Ms. Pinczuk (pronounced Pin-chuck), who was diagnosed with autism in elementary school, also had a range of social anxiety disorders that limited her ability to learn in standard classroom settings.
“I was misdiagnosed at an early age with other mental illnesses because I didn’t fit into any particular box,” she wrote in a 2019 essay for heyalma.com.
“I see, hear, and feel the world differently than most other people,” she added, “and to be honest, I wouldn’t want it any other way.”
When she left school after the fourth grade, she was functionally illiterate. She was home-schooled for eight years, with visits to special-education teachers, one of whom taught her to read and write when she was 11. Within two years, she was a published writer and a budding filmmaker.
Ms. Pinczuk was 14 when she made a four-minute documentary, “L’Chaim Israel,” which contains images of Jewish tragedy and triumph and interviews with Holocaust survivors — including her grandfather. The film was shown at the 2009 Cannes Film Festival, making Ms. Pinczuk one of the youngest directors ever selected for the prestigious international festival in France. She went to Cannes with help from the Make-A-Wish foundation.
She later made another documentary, “Freedom: What It Means to Teens,” which won a best new filmmaker award at the Philadelphia Jewish Film Festival.
In the meantime, Ms. Pinczuk became one of the youngest contributors to the New York Times Book Review, after asking the editor why children’s books were reviewed by adults and not by children.
At 14, she wrote a young-adult novel, “Sparkle,” about a girl named Diamond who had a life-threatening disease and struggled with some of the same social issues, including bullying, faced by Ms. Pinczuk. The book included a foreword by rap artist Big Sean, and the two of them — accompanied by their mothers — toured schools together.
Borrowing a name associated with the late hip-hop performer Tupac Shakur, Ms. Pinczuk published the novel as Michele Amira, a pseudonym she often used. She had considerable knowledge of hip-hop music and, after enrolling at the University of Maryland in 2010, hosted a hip-hop show, “The Mecca,” on the university’s student-run station, WMUC-FM, for more than four years.
Michele Stephanie Pinczuk was born Aug. 10, 1993, in Silver Spring, Md. Her father is a freelance video journalist covering the White House, and her mother is a writer and the founder of the Music in Me Foundation International, which aims to prevent bullying among young people.
Ms. Pinczuk went through her childhood with frequent stomach pain and was unable to digest many foods. She was 13 when doctors diagnosed her gastrointestinal disease, which causes inflammation in the digestive tract. She also had Ehlers-Danlos syndrome, which affects the skin, blood vessels and other connective tissues.

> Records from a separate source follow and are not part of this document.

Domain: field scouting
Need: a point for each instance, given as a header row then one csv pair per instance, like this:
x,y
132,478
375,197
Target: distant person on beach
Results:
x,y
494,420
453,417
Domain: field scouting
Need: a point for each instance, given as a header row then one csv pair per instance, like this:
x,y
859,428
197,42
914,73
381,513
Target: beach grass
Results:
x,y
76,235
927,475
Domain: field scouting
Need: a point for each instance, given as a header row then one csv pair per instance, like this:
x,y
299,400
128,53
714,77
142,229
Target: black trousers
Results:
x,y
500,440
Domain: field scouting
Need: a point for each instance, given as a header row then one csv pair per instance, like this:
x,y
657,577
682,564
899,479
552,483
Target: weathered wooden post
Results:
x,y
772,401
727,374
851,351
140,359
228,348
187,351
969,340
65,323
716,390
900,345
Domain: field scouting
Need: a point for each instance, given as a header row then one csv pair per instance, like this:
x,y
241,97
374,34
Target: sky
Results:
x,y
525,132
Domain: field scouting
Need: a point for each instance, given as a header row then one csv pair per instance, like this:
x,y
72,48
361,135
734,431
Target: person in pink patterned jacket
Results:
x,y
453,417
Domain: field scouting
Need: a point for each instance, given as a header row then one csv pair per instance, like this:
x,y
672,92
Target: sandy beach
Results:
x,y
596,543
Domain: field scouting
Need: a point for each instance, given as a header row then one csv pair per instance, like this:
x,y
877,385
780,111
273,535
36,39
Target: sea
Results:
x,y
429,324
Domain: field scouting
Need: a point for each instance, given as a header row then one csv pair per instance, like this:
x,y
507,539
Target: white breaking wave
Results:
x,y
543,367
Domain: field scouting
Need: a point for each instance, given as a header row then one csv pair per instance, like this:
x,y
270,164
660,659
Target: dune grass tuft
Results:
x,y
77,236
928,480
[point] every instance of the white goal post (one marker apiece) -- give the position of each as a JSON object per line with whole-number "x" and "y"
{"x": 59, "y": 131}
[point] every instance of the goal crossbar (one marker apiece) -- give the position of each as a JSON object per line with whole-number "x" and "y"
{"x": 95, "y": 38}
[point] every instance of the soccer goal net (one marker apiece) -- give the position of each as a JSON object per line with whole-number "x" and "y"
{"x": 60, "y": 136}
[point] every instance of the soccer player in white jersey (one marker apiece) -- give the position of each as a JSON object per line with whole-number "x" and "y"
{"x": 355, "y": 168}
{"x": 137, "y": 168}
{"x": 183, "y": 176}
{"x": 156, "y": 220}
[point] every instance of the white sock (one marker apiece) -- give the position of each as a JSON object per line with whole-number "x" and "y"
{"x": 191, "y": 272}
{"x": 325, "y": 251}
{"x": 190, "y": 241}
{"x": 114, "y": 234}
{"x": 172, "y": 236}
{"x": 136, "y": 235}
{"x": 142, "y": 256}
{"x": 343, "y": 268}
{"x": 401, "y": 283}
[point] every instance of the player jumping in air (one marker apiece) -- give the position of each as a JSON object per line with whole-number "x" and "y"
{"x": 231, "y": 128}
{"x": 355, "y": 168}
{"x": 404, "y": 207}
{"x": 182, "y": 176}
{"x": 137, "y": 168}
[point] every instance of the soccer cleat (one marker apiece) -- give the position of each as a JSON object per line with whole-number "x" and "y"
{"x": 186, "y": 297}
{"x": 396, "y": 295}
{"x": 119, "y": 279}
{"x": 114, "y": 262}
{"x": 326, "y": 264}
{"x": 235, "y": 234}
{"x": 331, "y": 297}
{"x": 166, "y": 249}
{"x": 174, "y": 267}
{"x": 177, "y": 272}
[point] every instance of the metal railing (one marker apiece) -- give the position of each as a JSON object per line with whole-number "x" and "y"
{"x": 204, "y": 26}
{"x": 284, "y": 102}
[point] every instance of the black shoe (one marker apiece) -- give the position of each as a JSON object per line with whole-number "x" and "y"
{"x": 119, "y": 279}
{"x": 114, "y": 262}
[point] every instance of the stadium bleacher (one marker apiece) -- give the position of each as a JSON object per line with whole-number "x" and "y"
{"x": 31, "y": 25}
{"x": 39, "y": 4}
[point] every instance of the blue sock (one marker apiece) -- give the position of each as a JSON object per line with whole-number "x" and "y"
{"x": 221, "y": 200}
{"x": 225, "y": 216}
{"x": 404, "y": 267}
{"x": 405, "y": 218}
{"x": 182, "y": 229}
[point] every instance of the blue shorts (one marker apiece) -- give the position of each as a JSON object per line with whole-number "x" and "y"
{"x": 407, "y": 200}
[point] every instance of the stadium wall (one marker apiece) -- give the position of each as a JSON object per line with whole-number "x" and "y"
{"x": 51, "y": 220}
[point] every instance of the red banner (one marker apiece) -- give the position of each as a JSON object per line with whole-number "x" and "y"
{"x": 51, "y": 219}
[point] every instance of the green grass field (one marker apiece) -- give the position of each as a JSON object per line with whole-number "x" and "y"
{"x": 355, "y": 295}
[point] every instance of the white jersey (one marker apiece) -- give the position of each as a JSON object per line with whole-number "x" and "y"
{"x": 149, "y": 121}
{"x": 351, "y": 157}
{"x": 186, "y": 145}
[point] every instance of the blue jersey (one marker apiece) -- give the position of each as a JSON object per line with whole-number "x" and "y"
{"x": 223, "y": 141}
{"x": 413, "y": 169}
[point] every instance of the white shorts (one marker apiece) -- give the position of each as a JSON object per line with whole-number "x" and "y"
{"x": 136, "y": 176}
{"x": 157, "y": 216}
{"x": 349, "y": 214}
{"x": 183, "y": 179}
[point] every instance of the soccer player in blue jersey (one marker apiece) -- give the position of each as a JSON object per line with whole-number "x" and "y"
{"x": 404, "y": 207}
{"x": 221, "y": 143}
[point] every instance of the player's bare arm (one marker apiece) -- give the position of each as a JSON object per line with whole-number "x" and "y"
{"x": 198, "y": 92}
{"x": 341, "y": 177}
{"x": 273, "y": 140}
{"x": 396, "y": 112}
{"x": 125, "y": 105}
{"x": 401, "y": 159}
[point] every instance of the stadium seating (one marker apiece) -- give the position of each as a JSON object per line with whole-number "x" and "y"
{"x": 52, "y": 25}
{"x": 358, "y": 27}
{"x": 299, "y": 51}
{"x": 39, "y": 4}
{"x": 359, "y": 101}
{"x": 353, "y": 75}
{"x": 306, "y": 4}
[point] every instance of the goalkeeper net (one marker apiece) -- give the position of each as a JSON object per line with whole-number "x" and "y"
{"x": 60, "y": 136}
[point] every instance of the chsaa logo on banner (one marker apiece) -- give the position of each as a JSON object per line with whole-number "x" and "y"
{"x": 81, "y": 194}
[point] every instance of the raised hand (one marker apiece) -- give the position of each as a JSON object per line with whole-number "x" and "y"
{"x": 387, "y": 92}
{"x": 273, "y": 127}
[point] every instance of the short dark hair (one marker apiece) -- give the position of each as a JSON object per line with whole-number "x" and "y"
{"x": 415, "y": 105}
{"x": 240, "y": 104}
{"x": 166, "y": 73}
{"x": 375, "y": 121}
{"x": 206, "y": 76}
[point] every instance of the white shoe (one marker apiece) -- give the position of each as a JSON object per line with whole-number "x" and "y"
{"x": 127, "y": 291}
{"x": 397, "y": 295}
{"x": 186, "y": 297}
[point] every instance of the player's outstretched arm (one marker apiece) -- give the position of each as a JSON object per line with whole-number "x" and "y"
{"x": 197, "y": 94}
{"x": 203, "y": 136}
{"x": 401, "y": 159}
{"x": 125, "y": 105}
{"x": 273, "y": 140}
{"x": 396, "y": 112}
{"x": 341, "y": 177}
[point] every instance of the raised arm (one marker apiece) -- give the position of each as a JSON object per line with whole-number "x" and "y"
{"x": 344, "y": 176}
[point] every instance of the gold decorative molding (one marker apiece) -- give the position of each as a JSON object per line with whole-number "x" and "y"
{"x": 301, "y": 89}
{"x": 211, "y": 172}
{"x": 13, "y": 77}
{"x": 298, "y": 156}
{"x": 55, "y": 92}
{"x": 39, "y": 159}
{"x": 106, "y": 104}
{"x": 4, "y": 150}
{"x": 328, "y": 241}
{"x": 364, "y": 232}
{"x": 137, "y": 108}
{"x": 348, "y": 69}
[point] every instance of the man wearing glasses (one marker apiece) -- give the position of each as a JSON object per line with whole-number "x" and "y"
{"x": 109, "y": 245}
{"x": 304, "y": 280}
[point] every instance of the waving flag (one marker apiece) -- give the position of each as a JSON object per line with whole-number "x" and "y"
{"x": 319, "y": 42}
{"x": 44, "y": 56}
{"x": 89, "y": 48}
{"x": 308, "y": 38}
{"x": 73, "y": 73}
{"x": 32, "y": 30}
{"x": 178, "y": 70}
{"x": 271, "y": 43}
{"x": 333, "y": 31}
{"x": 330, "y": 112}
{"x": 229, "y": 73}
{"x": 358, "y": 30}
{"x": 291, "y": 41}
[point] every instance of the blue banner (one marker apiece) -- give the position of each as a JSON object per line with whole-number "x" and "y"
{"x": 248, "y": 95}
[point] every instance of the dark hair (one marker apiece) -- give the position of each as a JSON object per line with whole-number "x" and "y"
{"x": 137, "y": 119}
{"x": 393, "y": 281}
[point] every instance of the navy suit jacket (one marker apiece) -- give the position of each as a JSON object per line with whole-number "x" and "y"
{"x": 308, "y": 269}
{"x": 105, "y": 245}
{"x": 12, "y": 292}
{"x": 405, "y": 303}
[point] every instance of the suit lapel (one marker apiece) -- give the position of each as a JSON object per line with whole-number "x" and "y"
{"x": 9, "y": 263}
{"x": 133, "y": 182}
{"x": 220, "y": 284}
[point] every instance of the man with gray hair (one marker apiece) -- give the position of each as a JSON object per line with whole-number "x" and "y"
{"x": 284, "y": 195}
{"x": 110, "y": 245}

Throughout her life, Ms. Pinczuk was hospitalized more than 50 times, sometimes for as long as three months at a stretch. Because it was difficult for her to eat solid food, she received sustenance intravenously or through a feeding tube in her nose.
Ms. Pinczuk wrote that she found solace in Jewish religious traditions and often attended the Washington Hebrew Congregation and the Sixth & I synagogue in the District.
Survivors include her parents, Murray and Jane Pinczuk, a brother, Sam Pinczuk, and a grandmother, Ginger Polansky, all of Silver Spring.
Ms. Pinczuk was particularly drawn to the story of Anne Frank, the Jewish girl who wrote in her diary about hiding with her family in an attic in Amsterdam for two years during World War II. Dutch informers tipped off Nazi agents, and the Frank family and other Jews were discovered and shipped to concentration camps in Germany, where many of them died, including Anne.
In 2010, after writing an essay called “Trapped in the Attic,” Ms. Pinczuk received the Spirit of Anne Frank Award from the Anne Frank Center for Mutual Respect.
“Fortunately, I’ve never had to endure the horrors that were inflicted upon Anne,” Ms. Pinczuk wrote, “but I understand the importance of living and not merely surviving — the power of hope and the influence of writing. Although I’ve had to come to grips with my own mortality through battling chronic illness, I appreciate Anne’s implication of living on after death. Even though you die, your words can still flourish.”